Open Psy-Fer opened 6 years ago
Yes, this one could be solved either by specifying barcodes (https://github.com/rrwick/Porechop/issues/42) or by randomly subsampling the input reads.
In the meantime, don't forget that if you give Porechop a directory as input, it will look for all read files in that directory, and then it samples from each of them to avoid this issue. And as a bonus, if the directory looks like an Albacore directory with demultiplexing, Porechop will note the Albacore barcode and put reads in the 'none' bin if it and Albacore disagree. I find this useful for reducing mis-binned reads.
Ryan
Ahh thanks for that. I was trying to do some comparisons between algorithms, without being aware of each other. So probably a low priority fix :) My shuffle script fixes the issue for now.
Cheers
When running porechop, I came across unexpected output when identifying the barcodes on 10k sample reads.
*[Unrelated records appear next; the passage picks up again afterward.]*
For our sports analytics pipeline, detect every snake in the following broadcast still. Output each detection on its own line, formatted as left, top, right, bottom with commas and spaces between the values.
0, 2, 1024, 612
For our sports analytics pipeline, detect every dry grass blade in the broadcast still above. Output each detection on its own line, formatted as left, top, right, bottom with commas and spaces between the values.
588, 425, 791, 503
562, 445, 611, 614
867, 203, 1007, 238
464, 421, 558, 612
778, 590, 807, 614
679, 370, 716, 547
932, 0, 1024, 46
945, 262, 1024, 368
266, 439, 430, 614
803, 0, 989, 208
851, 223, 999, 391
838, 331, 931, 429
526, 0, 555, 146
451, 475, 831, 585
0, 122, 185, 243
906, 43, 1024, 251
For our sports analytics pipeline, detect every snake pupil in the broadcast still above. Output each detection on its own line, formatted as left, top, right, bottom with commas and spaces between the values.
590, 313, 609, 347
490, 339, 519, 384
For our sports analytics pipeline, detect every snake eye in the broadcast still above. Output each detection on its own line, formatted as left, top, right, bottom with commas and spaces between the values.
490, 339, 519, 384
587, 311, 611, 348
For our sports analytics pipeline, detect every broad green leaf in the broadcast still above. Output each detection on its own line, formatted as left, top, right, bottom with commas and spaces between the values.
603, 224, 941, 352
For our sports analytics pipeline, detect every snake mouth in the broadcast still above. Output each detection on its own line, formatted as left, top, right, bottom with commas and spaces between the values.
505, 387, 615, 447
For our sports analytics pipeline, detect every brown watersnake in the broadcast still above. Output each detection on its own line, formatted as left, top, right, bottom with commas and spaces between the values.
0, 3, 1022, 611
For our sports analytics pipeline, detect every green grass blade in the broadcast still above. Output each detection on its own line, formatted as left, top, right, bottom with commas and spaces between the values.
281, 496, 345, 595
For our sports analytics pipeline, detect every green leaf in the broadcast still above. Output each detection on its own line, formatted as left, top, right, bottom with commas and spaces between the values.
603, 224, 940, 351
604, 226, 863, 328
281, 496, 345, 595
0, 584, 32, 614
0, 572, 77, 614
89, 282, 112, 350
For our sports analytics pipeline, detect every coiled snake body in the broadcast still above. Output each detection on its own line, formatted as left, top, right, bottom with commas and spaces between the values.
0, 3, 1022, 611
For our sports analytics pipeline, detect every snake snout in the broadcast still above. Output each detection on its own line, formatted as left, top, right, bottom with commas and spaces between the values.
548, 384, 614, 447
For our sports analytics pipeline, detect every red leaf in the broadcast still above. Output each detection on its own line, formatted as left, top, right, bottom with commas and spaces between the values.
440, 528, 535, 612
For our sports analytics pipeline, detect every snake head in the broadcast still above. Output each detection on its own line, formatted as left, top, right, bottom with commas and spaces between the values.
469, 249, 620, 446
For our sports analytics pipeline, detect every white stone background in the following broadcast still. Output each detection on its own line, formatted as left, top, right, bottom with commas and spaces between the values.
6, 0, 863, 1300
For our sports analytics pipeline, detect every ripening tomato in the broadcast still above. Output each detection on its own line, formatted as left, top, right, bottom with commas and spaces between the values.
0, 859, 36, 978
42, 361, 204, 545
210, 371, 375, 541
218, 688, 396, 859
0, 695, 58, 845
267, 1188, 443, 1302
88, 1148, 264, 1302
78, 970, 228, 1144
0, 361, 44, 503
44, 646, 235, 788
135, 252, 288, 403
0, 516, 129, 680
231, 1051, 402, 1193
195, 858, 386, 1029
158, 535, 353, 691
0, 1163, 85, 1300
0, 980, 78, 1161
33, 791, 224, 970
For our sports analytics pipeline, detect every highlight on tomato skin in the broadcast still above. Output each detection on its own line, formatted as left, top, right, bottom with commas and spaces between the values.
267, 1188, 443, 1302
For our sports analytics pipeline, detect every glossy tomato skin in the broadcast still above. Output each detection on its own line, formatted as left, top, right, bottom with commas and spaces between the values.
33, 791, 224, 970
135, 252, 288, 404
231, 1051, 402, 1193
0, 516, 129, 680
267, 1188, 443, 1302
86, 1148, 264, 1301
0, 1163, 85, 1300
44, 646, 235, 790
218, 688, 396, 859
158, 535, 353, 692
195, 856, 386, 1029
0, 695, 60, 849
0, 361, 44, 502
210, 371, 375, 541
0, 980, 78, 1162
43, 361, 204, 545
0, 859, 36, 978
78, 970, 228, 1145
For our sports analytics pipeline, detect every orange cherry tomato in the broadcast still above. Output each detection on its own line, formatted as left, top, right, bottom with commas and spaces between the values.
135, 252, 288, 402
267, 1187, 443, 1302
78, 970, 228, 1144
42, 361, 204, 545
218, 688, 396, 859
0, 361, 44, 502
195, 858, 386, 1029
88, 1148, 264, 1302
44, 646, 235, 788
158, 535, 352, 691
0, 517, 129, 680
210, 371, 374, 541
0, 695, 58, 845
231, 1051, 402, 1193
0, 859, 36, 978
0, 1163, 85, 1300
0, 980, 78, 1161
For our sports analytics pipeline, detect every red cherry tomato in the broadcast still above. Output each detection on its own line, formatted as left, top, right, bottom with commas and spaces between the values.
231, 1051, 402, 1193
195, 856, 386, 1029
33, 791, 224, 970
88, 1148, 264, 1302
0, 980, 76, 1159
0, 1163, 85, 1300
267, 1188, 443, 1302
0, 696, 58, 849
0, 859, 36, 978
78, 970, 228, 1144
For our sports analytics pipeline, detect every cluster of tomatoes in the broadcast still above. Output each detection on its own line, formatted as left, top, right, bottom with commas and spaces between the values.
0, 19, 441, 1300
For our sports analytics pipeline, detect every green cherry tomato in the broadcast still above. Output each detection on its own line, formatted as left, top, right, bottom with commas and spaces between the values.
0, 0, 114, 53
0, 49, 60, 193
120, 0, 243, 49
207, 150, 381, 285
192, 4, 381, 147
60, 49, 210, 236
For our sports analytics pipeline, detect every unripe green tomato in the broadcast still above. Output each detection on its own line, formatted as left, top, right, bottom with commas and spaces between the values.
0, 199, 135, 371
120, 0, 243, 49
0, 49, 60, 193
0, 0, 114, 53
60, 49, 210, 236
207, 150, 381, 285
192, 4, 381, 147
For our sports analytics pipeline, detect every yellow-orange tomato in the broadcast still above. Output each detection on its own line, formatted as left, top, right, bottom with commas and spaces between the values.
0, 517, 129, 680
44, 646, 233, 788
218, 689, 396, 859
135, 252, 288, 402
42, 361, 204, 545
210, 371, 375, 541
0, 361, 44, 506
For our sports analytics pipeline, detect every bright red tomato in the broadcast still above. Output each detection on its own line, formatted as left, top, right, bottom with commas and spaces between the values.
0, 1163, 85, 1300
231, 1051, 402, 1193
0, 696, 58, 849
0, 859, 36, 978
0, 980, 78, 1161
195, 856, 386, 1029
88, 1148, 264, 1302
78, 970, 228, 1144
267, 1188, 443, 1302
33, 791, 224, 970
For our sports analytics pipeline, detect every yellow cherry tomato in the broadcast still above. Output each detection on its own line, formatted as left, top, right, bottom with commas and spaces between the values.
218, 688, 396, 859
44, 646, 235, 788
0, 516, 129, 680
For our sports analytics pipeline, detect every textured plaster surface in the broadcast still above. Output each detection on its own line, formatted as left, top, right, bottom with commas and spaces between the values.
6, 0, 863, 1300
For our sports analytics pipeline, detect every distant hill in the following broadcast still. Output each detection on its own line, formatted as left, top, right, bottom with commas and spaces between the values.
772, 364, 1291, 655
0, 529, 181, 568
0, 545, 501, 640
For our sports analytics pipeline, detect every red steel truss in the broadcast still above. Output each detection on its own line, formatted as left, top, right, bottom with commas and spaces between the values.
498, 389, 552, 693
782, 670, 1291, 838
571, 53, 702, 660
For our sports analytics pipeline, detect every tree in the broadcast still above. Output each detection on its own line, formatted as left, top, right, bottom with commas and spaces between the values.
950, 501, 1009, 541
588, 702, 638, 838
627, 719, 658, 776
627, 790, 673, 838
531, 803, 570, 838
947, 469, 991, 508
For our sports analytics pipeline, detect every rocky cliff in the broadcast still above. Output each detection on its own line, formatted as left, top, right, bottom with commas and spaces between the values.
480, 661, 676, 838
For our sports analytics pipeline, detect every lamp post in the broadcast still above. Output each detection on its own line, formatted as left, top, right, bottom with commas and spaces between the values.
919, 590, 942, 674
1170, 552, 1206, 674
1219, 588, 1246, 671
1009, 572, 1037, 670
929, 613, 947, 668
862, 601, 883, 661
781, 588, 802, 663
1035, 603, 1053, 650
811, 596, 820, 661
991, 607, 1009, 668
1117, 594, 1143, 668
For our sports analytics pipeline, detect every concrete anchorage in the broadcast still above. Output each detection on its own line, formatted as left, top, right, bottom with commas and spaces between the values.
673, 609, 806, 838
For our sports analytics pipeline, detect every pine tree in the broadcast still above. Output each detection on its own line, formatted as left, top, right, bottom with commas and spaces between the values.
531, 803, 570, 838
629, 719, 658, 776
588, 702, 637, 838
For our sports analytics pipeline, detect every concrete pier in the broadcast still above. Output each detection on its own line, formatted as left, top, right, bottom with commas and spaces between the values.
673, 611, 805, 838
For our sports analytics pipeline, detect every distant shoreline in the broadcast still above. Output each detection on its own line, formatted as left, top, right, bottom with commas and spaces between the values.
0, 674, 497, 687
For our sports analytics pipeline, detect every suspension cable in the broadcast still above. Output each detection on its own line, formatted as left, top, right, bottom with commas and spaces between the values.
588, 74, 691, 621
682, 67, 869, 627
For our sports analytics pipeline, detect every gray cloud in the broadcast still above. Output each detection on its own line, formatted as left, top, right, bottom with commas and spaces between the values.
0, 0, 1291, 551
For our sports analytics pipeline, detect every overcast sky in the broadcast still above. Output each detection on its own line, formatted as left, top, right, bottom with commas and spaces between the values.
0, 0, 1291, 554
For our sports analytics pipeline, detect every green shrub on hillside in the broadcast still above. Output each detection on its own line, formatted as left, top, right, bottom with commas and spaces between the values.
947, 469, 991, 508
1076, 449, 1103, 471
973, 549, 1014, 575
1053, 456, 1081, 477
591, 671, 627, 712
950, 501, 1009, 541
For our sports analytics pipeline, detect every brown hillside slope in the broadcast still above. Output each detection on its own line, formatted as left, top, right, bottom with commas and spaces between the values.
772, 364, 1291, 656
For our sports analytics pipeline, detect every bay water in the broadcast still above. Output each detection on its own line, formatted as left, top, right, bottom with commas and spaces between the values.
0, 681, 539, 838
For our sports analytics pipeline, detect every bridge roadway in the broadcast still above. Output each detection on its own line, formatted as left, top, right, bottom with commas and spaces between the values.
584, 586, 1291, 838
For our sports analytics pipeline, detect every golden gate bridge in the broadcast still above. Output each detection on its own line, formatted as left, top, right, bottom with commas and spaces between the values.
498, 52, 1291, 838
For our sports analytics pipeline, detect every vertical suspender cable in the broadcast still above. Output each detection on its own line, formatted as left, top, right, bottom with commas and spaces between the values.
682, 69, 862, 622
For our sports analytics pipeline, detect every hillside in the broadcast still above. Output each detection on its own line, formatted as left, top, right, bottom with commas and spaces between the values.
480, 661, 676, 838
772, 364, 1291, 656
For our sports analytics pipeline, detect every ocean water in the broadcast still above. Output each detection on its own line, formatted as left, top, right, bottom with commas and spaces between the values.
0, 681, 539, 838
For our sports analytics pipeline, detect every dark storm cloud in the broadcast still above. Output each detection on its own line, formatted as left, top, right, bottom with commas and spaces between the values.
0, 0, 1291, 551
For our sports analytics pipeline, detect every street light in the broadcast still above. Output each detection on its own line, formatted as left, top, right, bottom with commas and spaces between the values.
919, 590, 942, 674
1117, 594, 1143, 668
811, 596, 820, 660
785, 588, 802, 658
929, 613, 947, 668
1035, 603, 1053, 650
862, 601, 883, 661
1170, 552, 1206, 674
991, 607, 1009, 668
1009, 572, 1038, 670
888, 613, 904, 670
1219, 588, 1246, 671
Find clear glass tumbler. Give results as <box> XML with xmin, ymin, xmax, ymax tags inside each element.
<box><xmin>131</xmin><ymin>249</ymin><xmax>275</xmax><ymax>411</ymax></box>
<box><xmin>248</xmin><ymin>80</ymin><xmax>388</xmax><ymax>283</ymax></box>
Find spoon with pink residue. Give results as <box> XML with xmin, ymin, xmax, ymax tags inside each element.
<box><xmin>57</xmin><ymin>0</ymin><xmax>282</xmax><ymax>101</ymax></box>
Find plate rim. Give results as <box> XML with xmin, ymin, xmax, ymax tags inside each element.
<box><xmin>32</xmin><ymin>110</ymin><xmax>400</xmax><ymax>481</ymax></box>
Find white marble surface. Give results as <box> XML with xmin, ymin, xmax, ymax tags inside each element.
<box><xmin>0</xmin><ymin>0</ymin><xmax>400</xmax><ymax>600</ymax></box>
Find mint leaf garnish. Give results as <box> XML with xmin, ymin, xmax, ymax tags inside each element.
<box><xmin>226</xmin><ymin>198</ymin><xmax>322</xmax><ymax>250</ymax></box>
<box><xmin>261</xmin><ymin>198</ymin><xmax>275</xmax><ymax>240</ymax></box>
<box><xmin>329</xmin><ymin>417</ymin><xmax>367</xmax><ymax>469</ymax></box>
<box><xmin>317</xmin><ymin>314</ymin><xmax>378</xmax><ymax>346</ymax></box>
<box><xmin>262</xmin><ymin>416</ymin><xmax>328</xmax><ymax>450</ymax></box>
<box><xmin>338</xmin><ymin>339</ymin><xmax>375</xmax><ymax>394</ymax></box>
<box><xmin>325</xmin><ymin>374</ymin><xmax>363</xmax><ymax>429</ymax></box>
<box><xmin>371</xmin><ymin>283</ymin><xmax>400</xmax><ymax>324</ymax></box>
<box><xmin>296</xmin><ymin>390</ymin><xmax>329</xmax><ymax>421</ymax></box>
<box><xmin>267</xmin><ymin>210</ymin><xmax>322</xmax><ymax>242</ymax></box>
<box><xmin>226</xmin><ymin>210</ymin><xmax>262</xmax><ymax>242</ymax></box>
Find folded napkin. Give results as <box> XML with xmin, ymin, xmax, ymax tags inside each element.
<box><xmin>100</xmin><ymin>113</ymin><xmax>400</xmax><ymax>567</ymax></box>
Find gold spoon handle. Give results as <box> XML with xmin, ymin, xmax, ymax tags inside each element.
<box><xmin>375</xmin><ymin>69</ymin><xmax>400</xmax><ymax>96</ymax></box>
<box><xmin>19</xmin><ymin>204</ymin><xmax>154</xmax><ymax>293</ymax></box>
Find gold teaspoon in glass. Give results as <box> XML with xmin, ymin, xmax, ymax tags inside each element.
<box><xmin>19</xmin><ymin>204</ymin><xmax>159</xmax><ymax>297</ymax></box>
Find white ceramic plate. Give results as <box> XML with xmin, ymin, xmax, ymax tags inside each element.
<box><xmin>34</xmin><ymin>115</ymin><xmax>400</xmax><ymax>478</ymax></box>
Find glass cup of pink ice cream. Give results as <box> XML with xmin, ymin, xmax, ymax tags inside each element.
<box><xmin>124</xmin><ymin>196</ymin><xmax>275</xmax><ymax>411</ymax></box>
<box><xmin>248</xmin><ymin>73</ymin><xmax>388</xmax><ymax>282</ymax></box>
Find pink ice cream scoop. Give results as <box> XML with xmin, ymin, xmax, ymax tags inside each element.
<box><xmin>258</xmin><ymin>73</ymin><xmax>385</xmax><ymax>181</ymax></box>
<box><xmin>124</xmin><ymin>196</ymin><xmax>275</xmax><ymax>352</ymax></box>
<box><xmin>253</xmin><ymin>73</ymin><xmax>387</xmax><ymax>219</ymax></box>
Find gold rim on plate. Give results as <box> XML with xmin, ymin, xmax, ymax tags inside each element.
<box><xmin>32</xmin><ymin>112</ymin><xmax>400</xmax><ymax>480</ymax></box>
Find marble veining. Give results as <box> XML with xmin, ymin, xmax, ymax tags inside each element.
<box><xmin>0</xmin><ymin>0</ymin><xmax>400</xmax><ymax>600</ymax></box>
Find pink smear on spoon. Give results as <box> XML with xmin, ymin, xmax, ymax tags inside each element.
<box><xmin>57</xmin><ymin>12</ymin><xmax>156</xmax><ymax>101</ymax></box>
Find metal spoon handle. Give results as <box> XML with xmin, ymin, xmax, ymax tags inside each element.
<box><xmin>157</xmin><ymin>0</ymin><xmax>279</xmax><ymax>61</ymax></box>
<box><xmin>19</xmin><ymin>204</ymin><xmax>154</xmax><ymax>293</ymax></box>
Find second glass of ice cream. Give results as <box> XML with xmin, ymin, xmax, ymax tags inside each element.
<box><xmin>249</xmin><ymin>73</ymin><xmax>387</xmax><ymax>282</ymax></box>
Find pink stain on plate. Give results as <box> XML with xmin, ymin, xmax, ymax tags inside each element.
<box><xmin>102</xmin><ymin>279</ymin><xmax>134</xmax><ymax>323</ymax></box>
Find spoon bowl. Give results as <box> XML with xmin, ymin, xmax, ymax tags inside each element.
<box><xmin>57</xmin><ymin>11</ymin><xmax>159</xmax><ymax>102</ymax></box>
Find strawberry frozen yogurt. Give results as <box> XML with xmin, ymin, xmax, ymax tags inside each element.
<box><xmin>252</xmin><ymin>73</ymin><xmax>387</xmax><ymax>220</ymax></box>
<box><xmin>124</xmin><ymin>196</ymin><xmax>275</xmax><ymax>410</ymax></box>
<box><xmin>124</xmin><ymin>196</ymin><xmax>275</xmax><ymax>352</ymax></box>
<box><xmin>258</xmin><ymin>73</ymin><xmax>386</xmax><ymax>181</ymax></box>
It seems it takes the first 10k reads, however I concatenated the outputs of the albacore reads after demultiplexing, so they were ordered from barcode01->barcode12->unclassified. So the first 10k reads were all barcode01.
I wrote a quick script to shuffle a fastq file (python 2.7ish) shuffle_fastq.py see here: https://github.com/Psy-Fer/bioinf_tools
When I ran porechop on this new shuffled file, it detected all the correct barcodes (better than albacore i might add) and seems to be running smoothly.
A feature request would be to modify the barcode detection function to randomly sample the ingested fastq. Otherwise note in the docs would do :)
cheers.